The alarm began the usual 0445 routine with a gradual crescendo. The phone was in my hand half a second before the friendly “start your life” procedure began. Through the night, a series of sharp waves rocked the anchorage. As the pitching started, I stalked through the cabin and stood in our dew slicked cockpit watching anchor lights pendulum around us. Down below, I tucked back into my damp bunk and waited for the next round of rollers. I spent the night half awake, waiting for the alarm, waiting to haul anchor and push my luck trying to time a tidal change 54 nautical miles away.
Ducking out of Sandy Bay, we left the broken breakwater to port and Rockport MA to stern. Alison guided us through lobsterpot fields, beyond a series of shoals to where we unfurled the mainsail. We felt the westerly freshen and Caprica enjoyed a steady heel. Her bow easily plowed the gentle ocean swell, and we sipped our cockpit coffee watching the twin lighthouses of the rugged Thacher Island disappear into the horizon.
From 24 nautical miles, Boston’s skyline appeared out of the haze to our west. The buildings stood as monoliths against a blue background. Dozens of fishing boats, express cruisers, and one laboring tug filled the foreground. Further south, away from the frantic center cockpit fast movers, occasionally a lone whale broke the still waters of Cape Cod Bay with a gentle roll or a casual lift of its sleek black flipper.

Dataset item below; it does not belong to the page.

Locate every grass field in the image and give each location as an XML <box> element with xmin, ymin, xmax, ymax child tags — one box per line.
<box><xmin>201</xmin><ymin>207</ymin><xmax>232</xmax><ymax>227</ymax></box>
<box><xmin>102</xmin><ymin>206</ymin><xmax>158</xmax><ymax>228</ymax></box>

With the binoculars, I spotted the entrance buoy to the Cape Cod Canal and checked my watch – then laughed. We spent the day underway, pushing hard to beat the tidal change and the notorious current pulling water through the man-made cut between Buzzards and Cape Cod Bay. The current was capable of creating a wall-like standing waves and dangerous eddies identified by the centrifuge-like boiling water. (On some occasions, these pull enormous steel channel markers under water.) If we caught the tide in the right direction, the Cape Cod Canal could almost double our boat speed. I realized that we had made it and way ahead of schedule.
Our boat speed began to tick upwards as we slid between the colossal corps of engineered breakwaters. The water swirled and hard-boiled around us. Caprica’s bow lifted and dashed through standing waves that had suddenly appeared. I clutched the wheel as the rudder was yanked hard over by an eddy then looked at the breakwater to judge course. It was lined with fishermen and the occasional sunbathing beauty accompanied by a gaggle of bronzed boys. Caprica was manhandled by the wake of a heavy motor cruiser that blasted by us. We were lifted by its wake then turned by the current just as another cruiser ripped to our starboard. I throttled forward to 90% as we broke through another series of standing waves and escaped the pull of another swirling eddy.
Bracing her arm against the cockpit table from the starboard cushion, Alison quickly woke from a nap that was started an hour prior in Cape Cod Bay. “We’re in the canal,” I said, and we hurtled around snaking bends and were catapulted down long stretches of white water. We shook our heads at the occasional sailboat laboring against the remarkable current or the powerboats that nonchalantly blasted by us dangerously close.
In the final stretch before our immediate right-angled turn into the narrow channel to Onset that parallels a rock-strewn beach, the wind began to freshen against the current. The 20 to 24 knots of breeze built full, steep, blocking waves and I immediately regretted leaving my deck hatches open as waves broke over the bow. It was too late, the motion of the boat was too violent to move around, but I quickly lost interest as a new problem appeared at my turn.
A large cigarette boat drifted mid-channel and abeam to us. Several men braced in the cockpit, one hand on a rail and another on their fishing rods. “Where is canal control? Where is a harbor master or a coast guard patrol boat?” I thought as several boats diverted around the drifting cigarette fishing crew towards us. Another powerboat was overtaking us, and we were at the channel. I vectored starboard and tuned the wheel hard over, and Caprica ripped into the tiny channel that took us to Onset. We lined up the green and red markers, watching that the current wasn’t dragging us out of the channel, avoided a shallow area and pulled into a crowded anchorage.
Just at the edge of a mooring field, we unloaded 100 feet of chain and set the anchor alarm. I stood in the cockpit looking across an anchorage filled to capacity; something I have never seen in Onset, and it made me wonder if I missed a forecast. Boats of every description clung to moorings or set their anchors. Flags from France, the United Kingdom, Australia, and Bermuda flew from stately catamarans and sleek sailing machines. These were our neighbors for the next few days as we prepped for our return to the Chesapeake.